A friend recently told me a sentence that sums up what we should be aiming for in mixed doubles – “Men win the game, women win a point”. The meaning is very simple – a man should use his ball-handling skills to set a “lore” for his female partner in front of the net. So the trick here is to know how to outsmart your opponent and create chances to finish the score.

Mixed doubles in particular seem to be more of a partner-influenced concern than horizontal doubles. Personality aside, I think the main reason is that men demand too much from their partners and fail to create situations where women can shine in their game. Some men seem to feel the need to bully their partners and wonder why they can’t win or stay in a relationship long-term.

When you spell it out that way, it’s easy to see, not so easy to fix. The club should not tolerate such behavior from anyone and has the right to set an example to such people. Other than that, the basic requirement here is education. Ignorance may not be a good defense, but unless we educate those in our clubs and leagues about their roles, skills and why they are being misinformed, nobody wins! Women also need education so they can maintain the strongest formations.

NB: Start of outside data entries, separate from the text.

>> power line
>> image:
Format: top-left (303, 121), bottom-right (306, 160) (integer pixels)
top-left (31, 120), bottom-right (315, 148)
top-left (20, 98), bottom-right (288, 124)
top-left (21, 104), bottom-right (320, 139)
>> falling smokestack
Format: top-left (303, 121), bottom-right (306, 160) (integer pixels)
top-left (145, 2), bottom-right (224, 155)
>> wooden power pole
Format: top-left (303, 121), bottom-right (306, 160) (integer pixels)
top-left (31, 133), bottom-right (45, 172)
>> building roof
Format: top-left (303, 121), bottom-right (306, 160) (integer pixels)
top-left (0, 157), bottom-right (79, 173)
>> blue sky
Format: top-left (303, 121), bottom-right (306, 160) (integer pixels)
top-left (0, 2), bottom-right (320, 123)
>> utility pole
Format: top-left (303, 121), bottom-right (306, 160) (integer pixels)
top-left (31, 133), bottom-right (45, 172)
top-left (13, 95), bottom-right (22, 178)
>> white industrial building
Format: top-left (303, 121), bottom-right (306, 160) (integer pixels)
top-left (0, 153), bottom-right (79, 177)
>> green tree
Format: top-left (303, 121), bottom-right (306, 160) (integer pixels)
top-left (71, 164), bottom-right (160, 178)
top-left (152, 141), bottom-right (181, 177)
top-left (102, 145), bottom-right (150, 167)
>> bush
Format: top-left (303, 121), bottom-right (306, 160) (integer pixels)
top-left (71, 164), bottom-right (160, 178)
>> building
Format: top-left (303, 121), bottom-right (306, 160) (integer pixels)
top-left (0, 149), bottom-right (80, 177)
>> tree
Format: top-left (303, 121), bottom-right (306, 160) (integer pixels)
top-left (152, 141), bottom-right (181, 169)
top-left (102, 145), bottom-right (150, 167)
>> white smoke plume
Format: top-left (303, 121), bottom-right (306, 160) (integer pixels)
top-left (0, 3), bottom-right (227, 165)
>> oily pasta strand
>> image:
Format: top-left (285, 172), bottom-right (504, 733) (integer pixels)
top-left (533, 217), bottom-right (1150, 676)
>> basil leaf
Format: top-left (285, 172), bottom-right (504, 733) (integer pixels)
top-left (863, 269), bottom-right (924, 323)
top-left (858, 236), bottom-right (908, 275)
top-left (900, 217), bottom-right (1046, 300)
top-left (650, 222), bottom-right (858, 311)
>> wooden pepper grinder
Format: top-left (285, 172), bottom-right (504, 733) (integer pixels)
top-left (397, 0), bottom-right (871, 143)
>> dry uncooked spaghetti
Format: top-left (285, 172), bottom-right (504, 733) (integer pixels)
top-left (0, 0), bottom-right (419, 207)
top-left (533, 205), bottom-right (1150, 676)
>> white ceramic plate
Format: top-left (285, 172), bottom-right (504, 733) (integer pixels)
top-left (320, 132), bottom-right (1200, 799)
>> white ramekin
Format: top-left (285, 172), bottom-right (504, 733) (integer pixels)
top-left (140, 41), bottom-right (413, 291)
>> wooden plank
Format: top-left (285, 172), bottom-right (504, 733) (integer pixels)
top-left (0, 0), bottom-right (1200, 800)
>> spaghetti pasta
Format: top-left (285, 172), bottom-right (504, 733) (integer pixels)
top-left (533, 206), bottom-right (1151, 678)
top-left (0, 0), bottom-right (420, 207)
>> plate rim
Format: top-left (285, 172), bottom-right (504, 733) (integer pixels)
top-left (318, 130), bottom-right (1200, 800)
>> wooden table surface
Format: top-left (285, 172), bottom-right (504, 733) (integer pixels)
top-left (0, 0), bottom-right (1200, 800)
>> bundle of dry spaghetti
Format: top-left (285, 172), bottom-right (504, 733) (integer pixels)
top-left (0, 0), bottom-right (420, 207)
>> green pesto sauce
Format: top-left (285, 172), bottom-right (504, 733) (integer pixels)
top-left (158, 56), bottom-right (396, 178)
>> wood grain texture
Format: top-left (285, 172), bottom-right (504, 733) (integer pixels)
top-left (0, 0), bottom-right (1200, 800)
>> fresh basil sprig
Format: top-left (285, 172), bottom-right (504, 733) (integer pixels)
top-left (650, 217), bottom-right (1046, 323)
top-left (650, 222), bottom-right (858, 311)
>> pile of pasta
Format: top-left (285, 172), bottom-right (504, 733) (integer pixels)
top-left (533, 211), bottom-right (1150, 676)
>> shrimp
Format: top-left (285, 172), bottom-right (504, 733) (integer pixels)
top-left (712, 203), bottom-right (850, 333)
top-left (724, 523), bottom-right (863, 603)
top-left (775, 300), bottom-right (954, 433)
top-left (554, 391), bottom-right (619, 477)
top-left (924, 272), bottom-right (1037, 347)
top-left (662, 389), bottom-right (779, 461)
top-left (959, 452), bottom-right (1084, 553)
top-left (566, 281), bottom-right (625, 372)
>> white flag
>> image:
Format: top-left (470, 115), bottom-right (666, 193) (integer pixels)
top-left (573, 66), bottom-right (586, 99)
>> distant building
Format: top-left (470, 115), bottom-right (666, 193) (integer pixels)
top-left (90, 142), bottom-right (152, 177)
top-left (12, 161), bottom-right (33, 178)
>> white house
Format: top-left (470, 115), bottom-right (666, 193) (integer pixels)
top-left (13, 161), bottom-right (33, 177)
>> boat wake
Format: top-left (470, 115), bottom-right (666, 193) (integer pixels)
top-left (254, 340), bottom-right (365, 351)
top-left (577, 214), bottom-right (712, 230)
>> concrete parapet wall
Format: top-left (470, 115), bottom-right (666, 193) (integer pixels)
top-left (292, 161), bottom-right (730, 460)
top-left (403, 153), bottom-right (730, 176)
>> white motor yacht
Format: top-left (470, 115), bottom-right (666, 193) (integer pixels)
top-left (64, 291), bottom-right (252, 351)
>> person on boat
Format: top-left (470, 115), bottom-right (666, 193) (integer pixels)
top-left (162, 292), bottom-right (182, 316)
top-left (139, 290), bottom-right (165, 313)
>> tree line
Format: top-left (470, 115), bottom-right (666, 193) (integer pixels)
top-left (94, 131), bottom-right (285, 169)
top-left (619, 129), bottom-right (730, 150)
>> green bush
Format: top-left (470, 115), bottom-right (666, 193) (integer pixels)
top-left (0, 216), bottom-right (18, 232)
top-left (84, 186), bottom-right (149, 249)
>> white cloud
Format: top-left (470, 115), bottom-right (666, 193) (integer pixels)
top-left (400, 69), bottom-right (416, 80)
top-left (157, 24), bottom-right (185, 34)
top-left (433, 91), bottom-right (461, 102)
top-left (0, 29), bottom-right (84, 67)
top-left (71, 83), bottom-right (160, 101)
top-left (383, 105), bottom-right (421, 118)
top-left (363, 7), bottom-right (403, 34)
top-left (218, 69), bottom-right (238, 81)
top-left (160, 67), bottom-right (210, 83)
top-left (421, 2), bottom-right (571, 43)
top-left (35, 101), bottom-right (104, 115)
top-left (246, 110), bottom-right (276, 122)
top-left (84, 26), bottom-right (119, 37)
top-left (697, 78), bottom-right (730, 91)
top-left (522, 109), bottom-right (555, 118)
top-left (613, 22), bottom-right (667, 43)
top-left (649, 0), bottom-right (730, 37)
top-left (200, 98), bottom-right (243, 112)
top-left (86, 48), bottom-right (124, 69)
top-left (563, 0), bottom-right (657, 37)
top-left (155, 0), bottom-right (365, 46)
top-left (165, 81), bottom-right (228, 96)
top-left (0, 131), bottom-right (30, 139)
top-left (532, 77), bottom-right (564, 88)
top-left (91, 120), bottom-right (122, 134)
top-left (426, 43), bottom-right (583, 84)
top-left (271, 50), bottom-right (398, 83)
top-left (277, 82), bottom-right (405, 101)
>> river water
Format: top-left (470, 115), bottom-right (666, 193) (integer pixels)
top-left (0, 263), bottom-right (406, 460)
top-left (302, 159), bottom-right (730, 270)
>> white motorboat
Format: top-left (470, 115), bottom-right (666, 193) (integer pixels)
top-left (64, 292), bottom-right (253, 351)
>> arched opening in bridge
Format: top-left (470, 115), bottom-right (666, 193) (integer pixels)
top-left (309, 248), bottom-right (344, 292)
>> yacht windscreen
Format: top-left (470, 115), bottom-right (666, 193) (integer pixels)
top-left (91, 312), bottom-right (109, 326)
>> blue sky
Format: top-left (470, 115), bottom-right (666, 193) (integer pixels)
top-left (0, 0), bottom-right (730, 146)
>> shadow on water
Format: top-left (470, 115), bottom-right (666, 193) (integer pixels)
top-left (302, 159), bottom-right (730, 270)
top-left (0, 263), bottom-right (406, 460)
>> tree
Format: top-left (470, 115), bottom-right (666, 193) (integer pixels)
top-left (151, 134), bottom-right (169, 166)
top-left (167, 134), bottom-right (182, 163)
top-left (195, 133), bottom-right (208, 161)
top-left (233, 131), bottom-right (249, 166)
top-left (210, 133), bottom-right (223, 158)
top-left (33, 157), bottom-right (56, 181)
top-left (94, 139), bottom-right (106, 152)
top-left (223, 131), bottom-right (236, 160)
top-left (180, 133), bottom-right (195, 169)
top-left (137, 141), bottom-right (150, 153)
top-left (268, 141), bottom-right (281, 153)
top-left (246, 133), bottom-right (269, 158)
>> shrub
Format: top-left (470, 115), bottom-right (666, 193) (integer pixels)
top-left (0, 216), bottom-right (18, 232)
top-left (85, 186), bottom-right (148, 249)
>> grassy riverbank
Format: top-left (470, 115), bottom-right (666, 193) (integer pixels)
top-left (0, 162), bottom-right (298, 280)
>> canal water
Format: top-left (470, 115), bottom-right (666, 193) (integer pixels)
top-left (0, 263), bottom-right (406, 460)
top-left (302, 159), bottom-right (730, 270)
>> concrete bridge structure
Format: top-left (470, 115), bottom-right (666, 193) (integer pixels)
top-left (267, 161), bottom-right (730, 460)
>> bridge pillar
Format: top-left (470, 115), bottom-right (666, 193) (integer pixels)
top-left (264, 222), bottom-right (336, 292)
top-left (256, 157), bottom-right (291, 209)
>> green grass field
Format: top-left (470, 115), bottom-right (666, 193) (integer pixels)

I hope my suggestions help change what may have been a nasty situation. As always, I welcome comments and unless they are full of stupid profanity, they will be posted on my blog.

By writing this article, I do not intend to cover every potential aspect of the topic that I could otherwise write a book on. This post aims to provoke some degree of doubt and try to draw some conclusions on how to solve this age-old problem. I know that when I coach and ask questions about mixed doubles, women love and respect my opinion, while some men keep silent! I’ll take a break.